The turkey is done and all has been prepared for what we traditionally do every fourth Thursday in November. We will again break bread among family and friends. Alas, this is a different one you say - special and has more meaning than any of the others, right? I feel you, but lamentations are in order for me. We call it ‘Thanksgiving’, but in these trying times who are we thanking and giving what to whom? I can only speak for myself and hope that you see where I’m coming from. I’m thinking that there are a few of us not truly understanding the real meaning to Thanksgiving from a spiritual point of view, and giving thanks in another realm of reality. I think too, of the ones that will not have a Thanksgiving in an economical way, nor those that are gone but who are not forgotten, and most importantly, those that have the audacity to take this holiday for granted. Are there any among us who would be willing to admit not giving thanks in a perfunctory and callous way? Or, not allowing status quo to rule our initiatives benevolently while keeping our heads to the sky?

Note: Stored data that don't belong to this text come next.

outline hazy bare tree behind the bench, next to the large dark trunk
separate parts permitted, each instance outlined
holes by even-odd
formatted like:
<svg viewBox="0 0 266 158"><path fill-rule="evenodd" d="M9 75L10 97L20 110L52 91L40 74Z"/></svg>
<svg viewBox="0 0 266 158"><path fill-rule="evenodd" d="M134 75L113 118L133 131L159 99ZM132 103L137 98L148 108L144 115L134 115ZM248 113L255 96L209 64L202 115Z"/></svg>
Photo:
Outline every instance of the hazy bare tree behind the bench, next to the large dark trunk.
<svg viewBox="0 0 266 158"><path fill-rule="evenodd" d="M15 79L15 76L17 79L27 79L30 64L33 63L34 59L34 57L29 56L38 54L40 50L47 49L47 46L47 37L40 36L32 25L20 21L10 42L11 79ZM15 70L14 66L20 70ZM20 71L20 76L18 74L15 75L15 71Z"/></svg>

The purpose of this short missive is simple. Think logically and with a sense of purpose as you are positioned around your tables plied with the culinary flavor. We must remember what is always important during this time - giving thanks for our blessings and for the right reasons. It shouldn’t be lost on any of us that we are facing unusual challenges, both economic and emotional. To emphasize the aforementioned, many families find it increasingly hard to give thanks this year...they are struggling to keep roofs over their heads, and some simply do not have the ways and means to be solvent. History tells another story and gives credence to the traditional Thanksgiving celebration. But there’s a message to the madness then and now, and the venture wasn’t without miracles. In 1620 approximately 102 determined souls boarded the Mayflower and jammed themselves tight with barely enough room to maneuver and without other necessities for survival. Moreover, they risked their lives for beliefs and were willing to go to any lengths for religious freedom. Albeit, not all passengers were of the same ilk as the latter. A few were there for the prospects of monetary gain in the New World. This, they did for two reasons: Money and God. Those reasons manifested itself to form the American dream, but the dream quickly turned to be disastrous. The winter of their discontent gave harsh reality to what it means to dream without merit of truth to circumstance. To wit: The Pilgrims had settled on land no one else wanted, not even the native Americans of the region. History also tells us that the seeds of posterity were planted that solidified those dreams and formulated a tradition. And when the natives came to greet them, the settlers had the good Christian sense to come forward unarmed. That native tribe returned that risky gesture of goodwill and the two groups became friends and allies, thus feasting for three days. The message and the miraculous mantra that God made possible gave reason for rich and poor to share the same table.
I said all of that to say this in conclusion -- we all are blessed and should give thanks for a plethora of reasons, notwithstanding the chance that you are HERE! The American dream is alive today because God gave us reasons to give thanks the right way. Giving thanks appropriately should be in order, even when we stray. We are still the Pilgrims. We follow and nurture what we believe. We work hard. We strive to make our election and calling sure. We suffer together and should be sticking together. We should give peace a chance and be humble enough to reach out and touch someone! There’s a new beginning before us with a man of color in charge. Let’s share a feast and bow our heads pray for Obama, and give thanks the right way!